What Is Pachyonychia Congenita?

A rare, painful skin disorder that makes walking difficult and sometimes impossible

So much more than thick nails

Pachyonychia Congenita (PC) is a debilitating skin disorder that often goes undiagnosed. The word “pachyonychia” means thick nails and that name can be misleading, especially because patients deal with a host of issues, especially painful calluses on the bottoms of their feet.

PC is a genetic autosomal dominant skin disease caused by a mutation in one of five keratin genes: KRT6A, KRT6B, KRT6C, KRT16, or KRT17. These mutations cause painful calluses, blisters, cysts, and yes, thickened nails. Sometimes all 20 nails may be thickened and other times, a barely thickened toenail is evident while the rest of the nails are flat. So despite the name, having PC means a whole lot more than thick nails.

Keratin genes are responsible for production of keratins, which are tough, fibrous proteins that form filaments to support skin cells and give them shape and strength. Keratin filaments help cells handle pressure and stretching. With PC, the filaments do not form properly, causing extreme cell fragility which is the reason walking is so painful for those who have a PC mutation.

The specific gene and mutation involved affects the disease condition for the PC patient. The different types of PC are classified as PC-K6a, PC-K6b, PC-K6c, PC-K16 and PC-K17 (related to the affected gene where the mutation is located).

The pain of PC can be so intense that many patients must regularly crawl at home.

On the left are normal (not PC) keratins that form a strong structural network that enables cells to withstand pressure and stretching. See the strong filaments (structures dyed with green) surrounding the nuclei of the cells (blue)? On the right are PC mutant keratins that form in clumps and don’t have that strong structure.
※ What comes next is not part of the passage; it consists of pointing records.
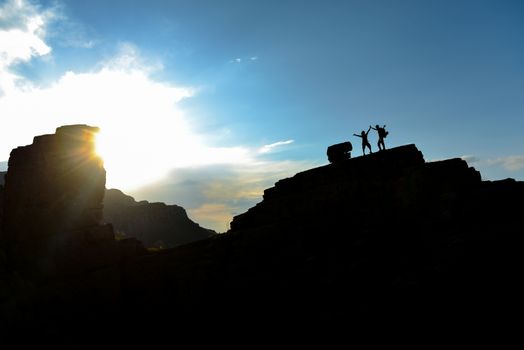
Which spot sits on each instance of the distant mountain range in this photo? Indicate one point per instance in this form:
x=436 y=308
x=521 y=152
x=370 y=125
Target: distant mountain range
x=154 y=224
They make for fragile cells which break under pressure. That is why PC skin is so tender. (Photos courtesy of Prof. W.H. Irwin McLean)

PC affects people of all ages, genders, ethnicities, and races. This disorder does not affect lifespan, but almost all patients experience chronic pain that makes walking difficult and sometimes impossible. Patients may use a variety of walking aids and crawling at home is common.

Read or view the Externally-Led Patient Focused Drug Development Meeting PC Project held with Food & Drug Administration (FDA) officials in 2018 to understand more about the challenges of living with PC.

PC is a lifelong skin disease that affects people of all ages, genders, races, and nationalities.

Symptoms of PC

Most Common

Thickened Nails (hypertrophic nail dystrophy or pachy-onychia) although not all nails are affected in all patients with PC. In fact, some patients may have only one thickened toenail.
Painful calluses and blisters on the soles of the feet (focal plantar hyperkeratosis). Pain is one of the distinct characteristics of PC. Blisters are found under the callus in PC patients. Calluses may also form on the palms of the hands (palmar hyperkeratosis).
Cysts of various types (including steatocystoma and pilosebaceous cysts). In some forms of PC, especially PC-K17, this is the most dominant, painful, and problematic characteristic.
Follicular hyperkeratosis (FHK or bumps around hairs at friction sites such as waist, hips, knees, elbows). Most common in children and lessens after during or soon after the teenage years.
Leukokeratosis of the oral mucosa (white film on tongue and inside cheeks). This is not painful, but is often misdiagnosed as thrush or as leukoplakia in young children.
Neurovascular Structures in Calluses (painful blood vessels or nerve endings). These can grow in the calluses and make trimming difficult and walking extra painful. They typically form at some point during adulthood.
Deep itch under, around, or in the calluses. Like the painful calluses, this deep itching can interfere with sleep and make the feet feel uncomfortable and irritable.

Less common

Sores at the corner of the mouth (angular cheilitis).
Teeth at or before birth (natal or pre-natal teeth). This is found in one subset of PC, PC-K17.
Laryngeal involvement with a white keratin film on the larynx. This results in a hoarse cry or a hoarse voice and is typically found in K6a babies. In some cases, this thickening can block the airway and become life-threatening. Immediate medical attention is needed at that point. Read an article about this feature of PC.
Intense pain with first bite (‘first bite syndrome’). The pain is near the jaw or ears and lasts 15–25 seconds when beginning to eat or swallow. This is more common in younger children and is often linked with ear problems. This phenomenon is still not well-understood and fortunately lessens as children get older. Right now, we do not know if it is this ear pain, or pain from the keratin build up on the tongue that sometimes make eating and sucking difficult for babies.